Does rllib support multi-gpu plus multi-cpu training?

If I have two gpu machines and one CPU machine, how can I use the gpu of two nodes and the cpu of three nodes?
If ppo is used, only one gpu can be used; If use ddppo, the CPU node is not used.

We support Single-Node-Multi-GPU training.
But today, RLlib does not support Multi-GPU-Multi-Node training. We are working on this though.

You can generally make use of heterogeneous clusters with RLlib. For example, you can use one node with a GPU for training and another node with a GPU for sampling.
The different algorithms impose different restrictions here.
For example, as you said, DDPPO will use only GPU nodes and other algorithms will learn on the head node but use all other nodes only for sampling.
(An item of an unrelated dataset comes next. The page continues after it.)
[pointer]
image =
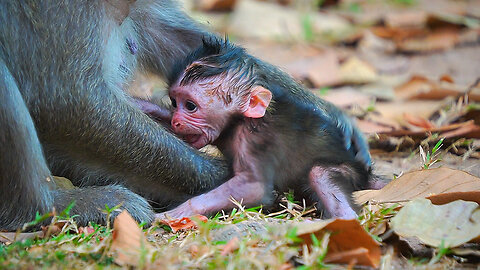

In order to get around this, you’ll have to put some effort in and heavily modify the algorithm that you are looking at.

Hi,
I am currently working on using SAC for my work and have a GPU node with 4 GPUs in it. But, when I run my code (below), it does not seem to scale.

Could you please tell why?

ray.init(num_gpus=4)
config = SACConfig().training(gamma=0.9, lr=0.01, train_batch_size=64)

config = config.resources(
  num_gpus_per_learner_worker=1, 
  num_learner_workers=torch.cuda.device_count())

# config = config.resources(num_gpus=torch.cuda.device_count())
config = config.rollouts(num_rollout_workers=100)

# Build a Algorithm object from the config and run 1 training iteration.
algo = config.build(env= MineEnv200x150)
algo.train(num_workers=100, use_gpu=True)
# model = ray.train.torch.prepare_model(model)

Here, MineEnv200x150 is my custom environment for a single agent. The program does execute but not scale over multiple GPUs.